A prior study had shown that dopamine acts on large ventral lateral neurons (l-LNv) to promote wakefulness (Shang et al., 2011). To determine whether PDF+ neurons synapse with dopaminergic axons, Potdar and Vasu used a GFP reconstitution across synaptic partners (GRASP) experiment. GRASP is a system in which two complementary GFP fragments, expressed on different cells, reconstitute as a GFP florescence reporter only at the site of a synapse (Feinberg et al., 2008). When the two GFP fragments were expressed in PDF+ and dopaminergic neurons, staining with an anti-GFP antibody revealed colocalization in the ascending portion of small lateral ventral neuron (s-LNv) dorsal projections, confirming synaptic connections (Fig. 1). s-LNv have been proposed to have an auxiliary role in the wake-promoting effects of l-LNv (Parisky et al., 2008; Potdar and Sheeba, 2012). Therefore, Potdar and Vasu examined the effects on sleep when a neurodegenerative protein was used to selectively render s-LNv dysfunctional (Sheeba et al., 2010), while simultaneously changing the electrical properties of l-LNv (Nitabach et al., 2006). These results validated that l-LNv modulate wakefulness and further show that functional s-LNv are required to mediate these effects.
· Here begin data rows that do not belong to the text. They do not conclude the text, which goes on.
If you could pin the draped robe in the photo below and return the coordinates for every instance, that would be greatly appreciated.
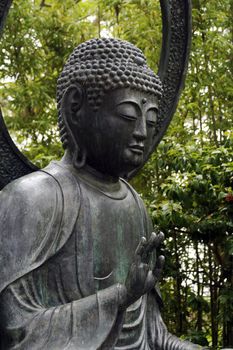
(56, 291)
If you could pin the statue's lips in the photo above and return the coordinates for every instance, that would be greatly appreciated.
(137, 148)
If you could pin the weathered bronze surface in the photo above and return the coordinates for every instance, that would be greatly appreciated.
(78, 255)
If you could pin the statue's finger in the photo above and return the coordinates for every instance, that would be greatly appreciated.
(140, 248)
(155, 241)
(157, 271)
(150, 282)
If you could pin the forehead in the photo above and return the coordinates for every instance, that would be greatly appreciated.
(140, 98)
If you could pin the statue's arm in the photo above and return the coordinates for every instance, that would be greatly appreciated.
(87, 323)
(158, 333)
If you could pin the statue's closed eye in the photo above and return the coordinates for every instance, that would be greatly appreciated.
(127, 111)
(151, 117)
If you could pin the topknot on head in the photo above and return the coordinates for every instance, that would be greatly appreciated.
(101, 65)
(107, 64)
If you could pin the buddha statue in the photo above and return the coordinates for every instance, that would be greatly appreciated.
(79, 258)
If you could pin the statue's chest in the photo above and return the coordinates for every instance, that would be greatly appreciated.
(116, 228)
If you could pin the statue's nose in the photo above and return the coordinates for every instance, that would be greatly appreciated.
(140, 131)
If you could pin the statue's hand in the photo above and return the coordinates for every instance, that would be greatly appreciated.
(141, 278)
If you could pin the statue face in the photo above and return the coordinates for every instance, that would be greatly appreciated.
(118, 137)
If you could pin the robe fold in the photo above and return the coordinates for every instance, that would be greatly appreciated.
(46, 234)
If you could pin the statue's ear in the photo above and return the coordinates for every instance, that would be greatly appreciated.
(72, 103)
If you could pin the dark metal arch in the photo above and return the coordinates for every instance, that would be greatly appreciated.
(176, 18)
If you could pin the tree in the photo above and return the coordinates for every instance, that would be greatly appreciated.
(187, 184)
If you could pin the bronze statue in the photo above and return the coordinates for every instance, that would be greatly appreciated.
(79, 267)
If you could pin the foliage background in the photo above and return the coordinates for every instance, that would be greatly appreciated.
(187, 184)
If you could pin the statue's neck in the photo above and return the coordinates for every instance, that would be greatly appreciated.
(111, 186)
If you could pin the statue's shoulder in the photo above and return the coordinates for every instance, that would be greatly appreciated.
(44, 186)
(34, 185)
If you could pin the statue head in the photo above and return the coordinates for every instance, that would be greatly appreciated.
(108, 102)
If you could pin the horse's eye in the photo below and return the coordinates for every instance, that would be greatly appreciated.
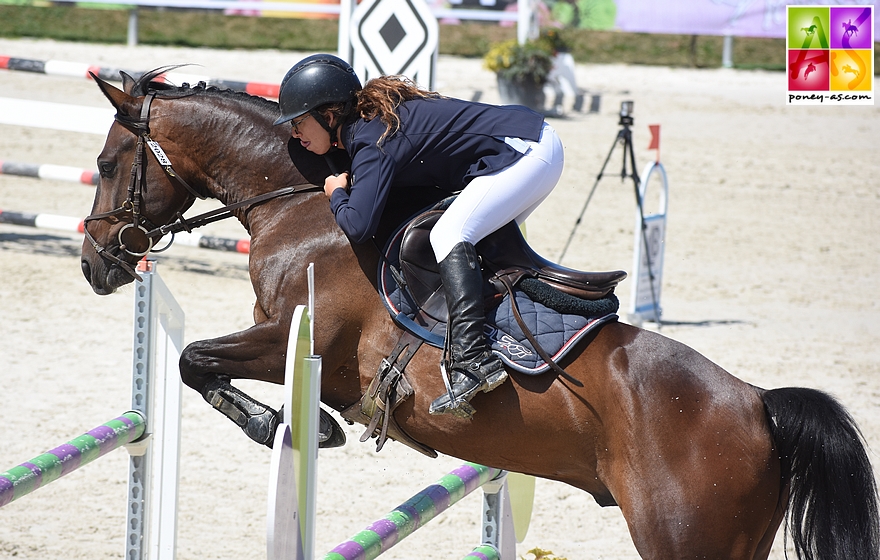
(107, 168)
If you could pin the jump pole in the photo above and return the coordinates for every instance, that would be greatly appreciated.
(498, 536)
(41, 470)
(293, 470)
(150, 431)
(151, 528)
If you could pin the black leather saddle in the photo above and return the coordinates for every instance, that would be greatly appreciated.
(506, 259)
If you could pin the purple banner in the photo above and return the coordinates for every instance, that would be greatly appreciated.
(739, 18)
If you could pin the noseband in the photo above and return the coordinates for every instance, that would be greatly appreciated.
(140, 230)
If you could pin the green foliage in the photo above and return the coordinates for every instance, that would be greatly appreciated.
(210, 28)
(530, 61)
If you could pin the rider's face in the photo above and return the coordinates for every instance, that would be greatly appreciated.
(311, 134)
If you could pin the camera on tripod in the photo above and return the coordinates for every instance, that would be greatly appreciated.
(626, 118)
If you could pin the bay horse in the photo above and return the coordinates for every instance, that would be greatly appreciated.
(700, 463)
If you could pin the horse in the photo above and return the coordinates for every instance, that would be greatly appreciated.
(700, 463)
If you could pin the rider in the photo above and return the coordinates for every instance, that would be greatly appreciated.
(503, 161)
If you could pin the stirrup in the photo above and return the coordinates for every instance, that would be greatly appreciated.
(484, 376)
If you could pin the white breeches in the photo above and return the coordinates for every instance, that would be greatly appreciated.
(491, 201)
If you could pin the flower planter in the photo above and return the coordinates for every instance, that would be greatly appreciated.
(521, 92)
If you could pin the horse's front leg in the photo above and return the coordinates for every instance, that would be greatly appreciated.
(208, 366)
(256, 353)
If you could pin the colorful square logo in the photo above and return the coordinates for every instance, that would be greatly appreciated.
(830, 54)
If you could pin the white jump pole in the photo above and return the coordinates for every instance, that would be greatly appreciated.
(151, 528)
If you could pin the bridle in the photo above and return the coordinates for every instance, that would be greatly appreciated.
(140, 231)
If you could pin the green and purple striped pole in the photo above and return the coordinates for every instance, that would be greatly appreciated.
(483, 552)
(64, 459)
(414, 513)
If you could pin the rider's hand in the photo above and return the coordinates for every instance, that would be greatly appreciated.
(334, 182)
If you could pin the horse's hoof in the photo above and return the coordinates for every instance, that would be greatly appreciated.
(330, 434)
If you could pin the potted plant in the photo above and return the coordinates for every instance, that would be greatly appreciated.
(522, 69)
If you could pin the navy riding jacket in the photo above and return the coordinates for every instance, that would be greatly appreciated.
(442, 142)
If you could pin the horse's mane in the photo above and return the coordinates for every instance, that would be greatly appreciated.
(145, 84)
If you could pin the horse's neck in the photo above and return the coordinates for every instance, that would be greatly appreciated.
(241, 155)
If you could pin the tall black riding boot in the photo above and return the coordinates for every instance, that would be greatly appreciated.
(468, 361)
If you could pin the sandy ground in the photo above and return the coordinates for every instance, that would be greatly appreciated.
(772, 270)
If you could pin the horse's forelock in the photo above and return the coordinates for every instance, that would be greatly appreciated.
(145, 83)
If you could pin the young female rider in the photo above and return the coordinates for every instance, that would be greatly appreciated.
(503, 161)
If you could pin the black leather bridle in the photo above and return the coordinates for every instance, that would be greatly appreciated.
(140, 231)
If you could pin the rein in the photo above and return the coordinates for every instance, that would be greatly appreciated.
(140, 231)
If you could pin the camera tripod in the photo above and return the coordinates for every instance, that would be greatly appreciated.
(628, 169)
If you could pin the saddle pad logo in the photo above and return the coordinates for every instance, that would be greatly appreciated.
(830, 55)
(509, 344)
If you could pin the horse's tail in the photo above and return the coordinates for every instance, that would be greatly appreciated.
(833, 503)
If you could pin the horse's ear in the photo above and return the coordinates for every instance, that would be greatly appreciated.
(127, 82)
(116, 96)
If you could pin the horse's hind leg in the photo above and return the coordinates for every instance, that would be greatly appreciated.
(256, 353)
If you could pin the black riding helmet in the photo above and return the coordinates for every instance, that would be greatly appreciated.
(314, 81)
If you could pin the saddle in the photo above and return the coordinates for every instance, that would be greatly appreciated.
(506, 258)
(516, 277)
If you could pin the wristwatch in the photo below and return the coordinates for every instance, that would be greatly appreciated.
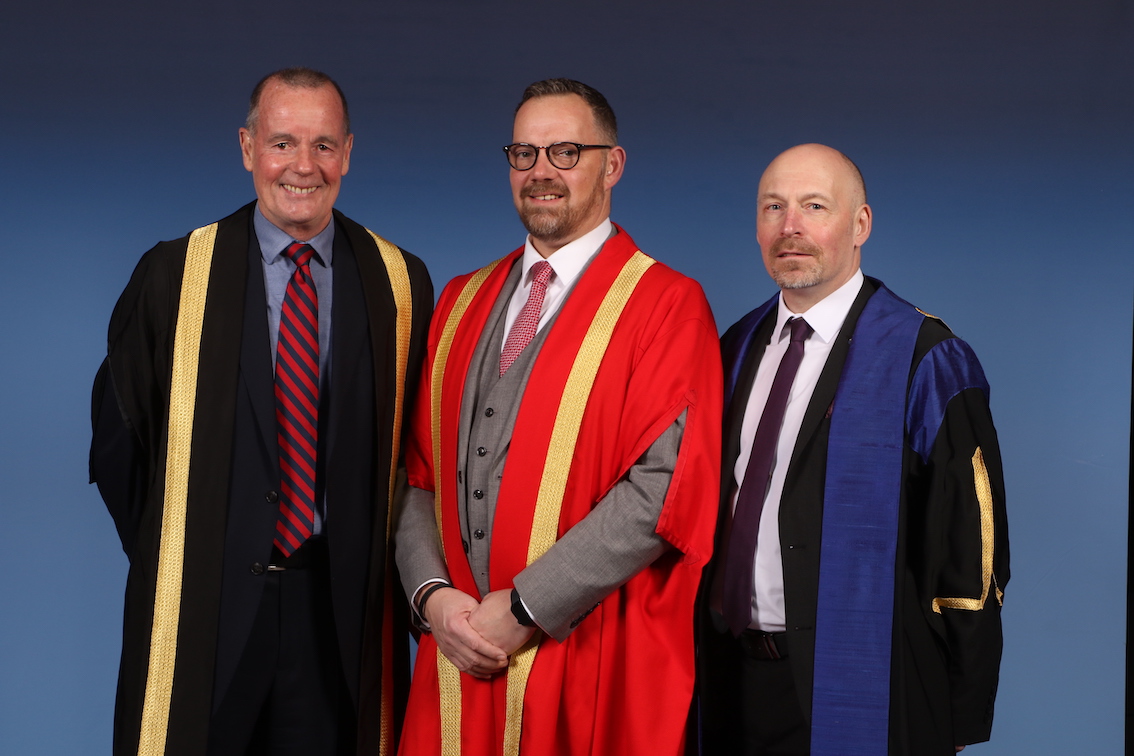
(519, 612)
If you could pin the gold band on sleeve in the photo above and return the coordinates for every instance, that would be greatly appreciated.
(403, 302)
(183, 393)
(988, 533)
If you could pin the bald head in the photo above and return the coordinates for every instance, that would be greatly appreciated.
(812, 219)
(821, 158)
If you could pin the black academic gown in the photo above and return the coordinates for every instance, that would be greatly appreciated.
(945, 667)
(234, 467)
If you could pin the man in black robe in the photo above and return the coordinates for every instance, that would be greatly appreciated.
(240, 636)
(868, 617)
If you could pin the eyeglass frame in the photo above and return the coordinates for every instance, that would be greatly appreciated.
(547, 151)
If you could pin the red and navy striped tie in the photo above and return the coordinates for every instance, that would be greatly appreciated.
(297, 402)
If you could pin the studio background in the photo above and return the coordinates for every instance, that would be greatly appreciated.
(995, 138)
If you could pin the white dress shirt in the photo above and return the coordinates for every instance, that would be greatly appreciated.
(826, 317)
(568, 262)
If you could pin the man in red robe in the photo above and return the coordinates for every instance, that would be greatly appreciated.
(563, 470)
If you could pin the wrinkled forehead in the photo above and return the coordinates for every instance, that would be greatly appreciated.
(801, 173)
(556, 118)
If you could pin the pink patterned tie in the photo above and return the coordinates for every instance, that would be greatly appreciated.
(524, 329)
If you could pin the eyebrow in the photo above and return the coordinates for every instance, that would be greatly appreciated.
(280, 136)
(806, 197)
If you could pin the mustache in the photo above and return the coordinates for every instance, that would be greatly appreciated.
(548, 186)
(794, 245)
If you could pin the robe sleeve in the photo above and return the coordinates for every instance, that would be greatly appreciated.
(964, 540)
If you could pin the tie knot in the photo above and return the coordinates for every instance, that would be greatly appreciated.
(299, 253)
(800, 329)
(542, 273)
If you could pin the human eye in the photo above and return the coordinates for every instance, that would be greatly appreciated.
(565, 150)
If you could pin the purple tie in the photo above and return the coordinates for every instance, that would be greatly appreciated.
(297, 402)
(736, 600)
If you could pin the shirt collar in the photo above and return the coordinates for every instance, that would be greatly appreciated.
(274, 240)
(826, 316)
(569, 260)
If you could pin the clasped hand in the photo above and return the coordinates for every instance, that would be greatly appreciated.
(476, 637)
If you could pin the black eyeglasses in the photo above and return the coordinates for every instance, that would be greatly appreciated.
(563, 154)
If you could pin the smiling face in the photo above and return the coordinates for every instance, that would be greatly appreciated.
(297, 154)
(811, 221)
(557, 205)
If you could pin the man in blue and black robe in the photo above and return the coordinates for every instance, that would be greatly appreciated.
(876, 546)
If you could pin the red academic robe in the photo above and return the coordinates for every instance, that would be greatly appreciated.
(621, 682)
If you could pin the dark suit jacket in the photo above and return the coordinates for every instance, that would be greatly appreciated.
(235, 465)
(930, 710)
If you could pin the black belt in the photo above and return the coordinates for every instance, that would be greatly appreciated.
(301, 559)
(767, 646)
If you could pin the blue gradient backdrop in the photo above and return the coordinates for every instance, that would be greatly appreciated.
(996, 143)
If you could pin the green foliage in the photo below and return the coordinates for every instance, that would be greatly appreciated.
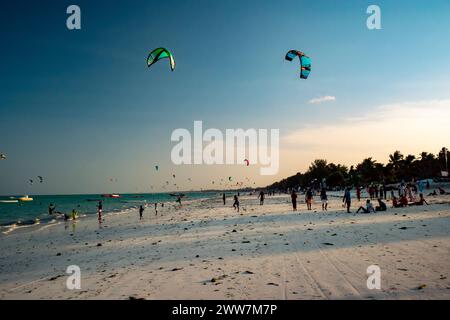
(399, 167)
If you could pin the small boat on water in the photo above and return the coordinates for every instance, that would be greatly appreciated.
(25, 198)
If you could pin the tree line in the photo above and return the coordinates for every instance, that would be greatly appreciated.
(369, 171)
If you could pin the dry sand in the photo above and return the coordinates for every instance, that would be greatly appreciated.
(207, 251)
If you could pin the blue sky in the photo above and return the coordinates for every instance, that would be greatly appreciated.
(80, 106)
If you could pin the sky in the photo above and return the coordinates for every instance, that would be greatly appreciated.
(79, 107)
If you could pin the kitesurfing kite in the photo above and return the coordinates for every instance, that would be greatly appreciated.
(158, 54)
(305, 62)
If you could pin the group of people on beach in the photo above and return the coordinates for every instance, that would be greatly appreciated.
(52, 211)
(407, 197)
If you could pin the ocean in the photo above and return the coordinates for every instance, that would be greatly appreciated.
(31, 212)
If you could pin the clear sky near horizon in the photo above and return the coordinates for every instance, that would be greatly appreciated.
(79, 107)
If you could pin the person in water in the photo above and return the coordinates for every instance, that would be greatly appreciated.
(294, 200)
(324, 198)
(347, 199)
(74, 214)
(308, 198)
(381, 206)
(236, 203)
(141, 211)
(261, 197)
(368, 209)
(99, 211)
(421, 201)
(51, 209)
(66, 217)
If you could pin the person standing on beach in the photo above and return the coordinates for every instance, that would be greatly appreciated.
(99, 211)
(51, 209)
(236, 203)
(308, 198)
(141, 211)
(324, 198)
(358, 193)
(347, 200)
(261, 197)
(74, 214)
(294, 200)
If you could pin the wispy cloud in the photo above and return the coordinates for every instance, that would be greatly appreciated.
(322, 99)
(410, 127)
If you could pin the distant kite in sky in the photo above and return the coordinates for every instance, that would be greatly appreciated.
(158, 54)
(305, 62)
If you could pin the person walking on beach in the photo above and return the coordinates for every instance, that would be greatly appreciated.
(381, 206)
(347, 200)
(236, 203)
(74, 214)
(141, 211)
(51, 209)
(358, 193)
(308, 198)
(261, 197)
(99, 211)
(368, 209)
(421, 201)
(324, 198)
(294, 200)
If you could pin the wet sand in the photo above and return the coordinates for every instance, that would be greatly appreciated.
(205, 250)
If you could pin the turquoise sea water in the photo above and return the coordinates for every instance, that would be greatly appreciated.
(23, 213)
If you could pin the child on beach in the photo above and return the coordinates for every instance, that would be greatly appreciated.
(74, 214)
(236, 203)
(421, 201)
(381, 206)
(308, 198)
(261, 198)
(294, 200)
(141, 211)
(51, 209)
(324, 198)
(368, 209)
(99, 211)
(347, 200)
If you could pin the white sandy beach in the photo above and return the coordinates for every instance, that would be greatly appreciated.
(208, 251)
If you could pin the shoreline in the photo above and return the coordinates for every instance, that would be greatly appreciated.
(207, 251)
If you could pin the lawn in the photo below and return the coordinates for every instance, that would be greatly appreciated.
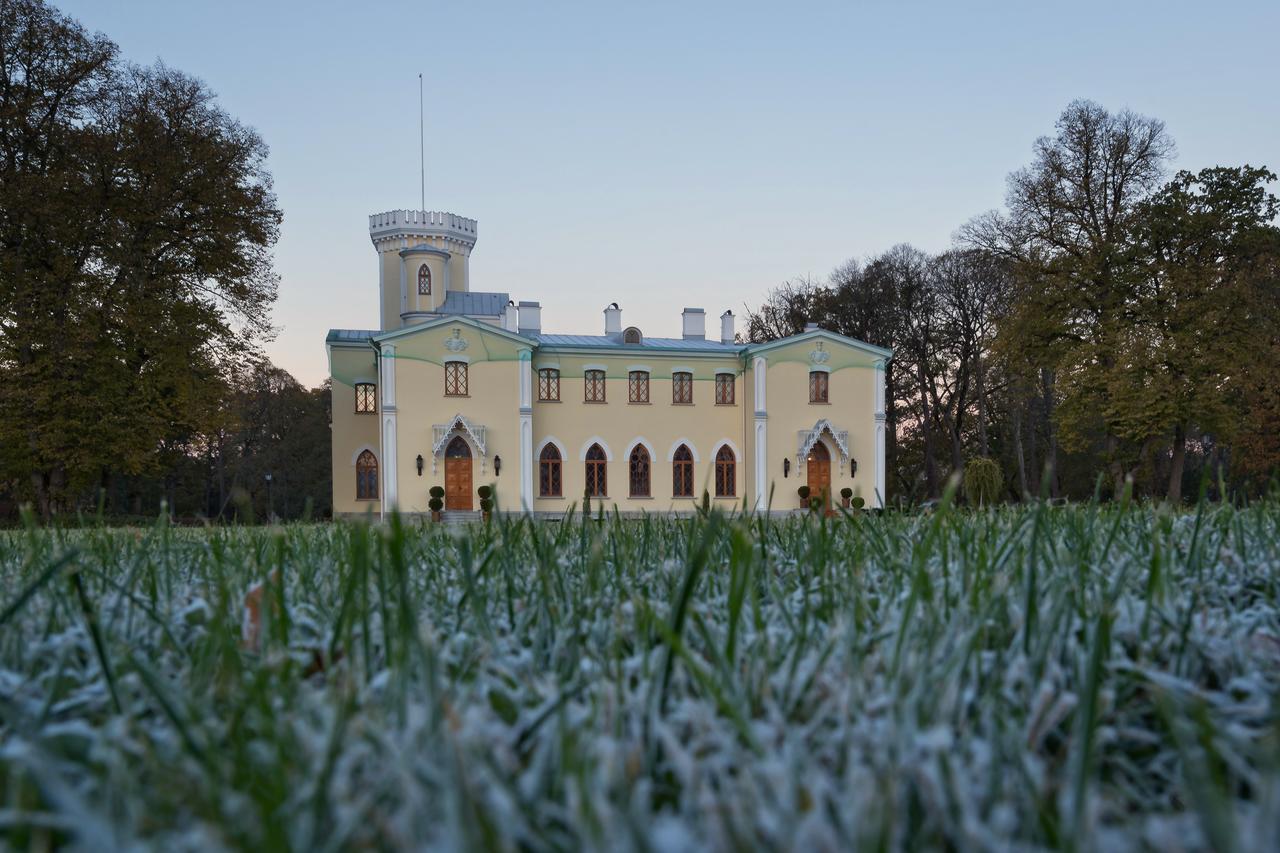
(1092, 676)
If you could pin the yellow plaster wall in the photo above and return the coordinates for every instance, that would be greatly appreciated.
(574, 423)
(493, 401)
(851, 407)
(351, 430)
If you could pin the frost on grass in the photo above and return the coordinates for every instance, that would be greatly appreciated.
(1019, 679)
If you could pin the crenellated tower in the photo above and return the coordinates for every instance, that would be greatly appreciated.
(421, 256)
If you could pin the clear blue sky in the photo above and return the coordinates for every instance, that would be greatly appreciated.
(671, 154)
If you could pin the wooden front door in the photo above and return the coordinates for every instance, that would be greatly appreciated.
(819, 474)
(457, 475)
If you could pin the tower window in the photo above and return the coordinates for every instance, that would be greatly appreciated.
(726, 473)
(593, 388)
(455, 378)
(723, 389)
(548, 384)
(638, 386)
(595, 471)
(549, 480)
(682, 473)
(818, 383)
(682, 388)
(639, 470)
(366, 477)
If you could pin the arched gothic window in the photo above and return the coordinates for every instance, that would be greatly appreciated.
(638, 468)
(726, 473)
(597, 480)
(366, 477)
(682, 473)
(549, 480)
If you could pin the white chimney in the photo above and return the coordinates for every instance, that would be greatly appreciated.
(530, 318)
(694, 323)
(727, 327)
(613, 319)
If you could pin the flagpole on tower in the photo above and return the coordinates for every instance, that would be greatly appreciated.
(421, 141)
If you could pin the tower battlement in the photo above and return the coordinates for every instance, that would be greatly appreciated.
(396, 224)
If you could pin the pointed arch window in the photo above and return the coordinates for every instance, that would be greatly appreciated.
(638, 469)
(726, 473)
(818, 386)
(682, 473)
(366, 477)
(597, 482)
(549, 473)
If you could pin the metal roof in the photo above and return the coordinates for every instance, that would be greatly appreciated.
(615, 342)
(350, 336)
(478, 302)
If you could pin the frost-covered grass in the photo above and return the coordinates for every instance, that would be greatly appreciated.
(1034, 678)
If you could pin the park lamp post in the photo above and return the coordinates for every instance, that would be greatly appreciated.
(270, 502)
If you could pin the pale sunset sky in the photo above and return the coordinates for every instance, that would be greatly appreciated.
(677, 154)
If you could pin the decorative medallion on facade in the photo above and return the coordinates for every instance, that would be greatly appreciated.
(457, 343)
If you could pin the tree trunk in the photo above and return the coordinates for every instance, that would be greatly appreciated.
(1179, 460)
(979, 379)
(1051, 451)
(1019, 456)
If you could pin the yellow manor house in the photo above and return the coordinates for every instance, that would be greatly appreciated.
(462, 388)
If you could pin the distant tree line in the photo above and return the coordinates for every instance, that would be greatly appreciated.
(1112, 324)
(136, 226)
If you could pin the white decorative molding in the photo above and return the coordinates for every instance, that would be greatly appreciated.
(693, 448)
(554, 442)
(809, 437)
(586, 446)
(458, 425)
(361, 450)
(456, 343)
(759, 370)
(762, 463)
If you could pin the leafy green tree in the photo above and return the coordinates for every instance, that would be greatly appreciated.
(136, 220)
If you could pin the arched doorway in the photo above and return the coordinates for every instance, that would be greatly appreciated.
(457, 475)
(819, 474)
Anatomic connections between PDF+ neurons and dopaminergic neurons. GRASP signal (green) colocalized with the ascending portion of s-LNv dorsal projections labeled with an antibody against PDF (red).
In addition, by measuring calcium levels as indicators of neuronal activity, Potdar and Vasu showed that dopaminergic neurons, the likely targets of PDFR signaling, are less active during daytime. As PDF levels are high during the daytime, it is likely that the dopaminergic neurons that mediate wakefulness are, in fact, sleep-promoting and inhibited by PDF. These findings have identified a circadian clock pathway that promotes wakefulness during the daytime in Drosophila.